CHARLESTON, SC (WCSC) - Charleston County Sheriff Al Cannon says law enforcement agencies are working together to investigate threats reported across the Lowcountry.
"We want to ensure we are working together to ensure the safety of our community," Cannon said, surrounded by representatives of the Charleston, North Charleston and Mount Pleasant Police Departments will attend, as well as agents from the State Law Enforcement Division and the FBI.
Cannon said his agency has worked with others to investigate the dissemination of fliers connected with the Ku Klux Klan in a North Charleston neighborhood as well as telephone threats to local chapters of the NAACP.
"Law enforcement certainly recognizes the climate in which we live," Cannon said, referring to shootings at the Emanuel AME Church, a home in Holly Hill and at two military facilities in Tennessee. "We're monitoring all sorts of social media, looking for threats that might be out there."
But he also said residents must notify law enforcement of suspicious activity they see.
Cannon said they have identified individuals connected with threats made.
"In some cases, I will tell you we are dealing with juveniles that post some real challenges," he said. "And in some cases, we are working with people out of state."
He said that in some cases, people have been taken into custody, would not go into specifics about threats made or whether any charges have been filed, citing ongoing investigations.

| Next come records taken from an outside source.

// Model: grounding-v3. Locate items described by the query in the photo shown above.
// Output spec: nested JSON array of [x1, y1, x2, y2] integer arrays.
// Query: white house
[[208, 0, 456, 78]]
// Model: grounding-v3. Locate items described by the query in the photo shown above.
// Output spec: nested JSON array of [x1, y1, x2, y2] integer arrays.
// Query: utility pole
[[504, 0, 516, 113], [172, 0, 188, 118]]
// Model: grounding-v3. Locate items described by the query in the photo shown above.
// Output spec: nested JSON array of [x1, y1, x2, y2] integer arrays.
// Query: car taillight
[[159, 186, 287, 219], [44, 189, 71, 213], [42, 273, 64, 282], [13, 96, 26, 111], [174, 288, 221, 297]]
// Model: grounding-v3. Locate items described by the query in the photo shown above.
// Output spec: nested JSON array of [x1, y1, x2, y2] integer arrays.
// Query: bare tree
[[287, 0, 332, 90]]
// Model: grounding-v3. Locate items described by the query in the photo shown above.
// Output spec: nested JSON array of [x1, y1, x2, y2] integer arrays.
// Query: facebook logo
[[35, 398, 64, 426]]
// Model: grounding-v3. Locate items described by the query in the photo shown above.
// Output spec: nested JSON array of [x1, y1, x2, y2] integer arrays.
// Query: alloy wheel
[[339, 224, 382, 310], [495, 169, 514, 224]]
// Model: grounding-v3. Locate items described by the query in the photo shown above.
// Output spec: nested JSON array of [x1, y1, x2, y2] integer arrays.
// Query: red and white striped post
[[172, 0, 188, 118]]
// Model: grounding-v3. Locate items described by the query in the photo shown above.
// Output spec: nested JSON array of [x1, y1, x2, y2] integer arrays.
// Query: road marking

NAACP Charleston Chapter President Dot Scott applauded the press conference and the effort to reassure the public that law enforcement is taking the threats seriously and will actively investigate them.
"We get threats all the time," Scott said. "But when you get a direct threat, 'We're going to blow your head off,' that's a different thing. Never before have her been threatened that they were going to kill us."
"The eyes of the community are the first line of defense we have," Pastor Thomas Dixon of The Coalition said. He urged people who see unusual activity in their neighborhood to call law enforcement.
"We do not have to tolerate anyone who comes into our community, whether it's the klan, drug dealers, or whatever, we do not have to tolerate that," he said. "The onus is not only on law enforcement, it's also on us to fight this crime," he said.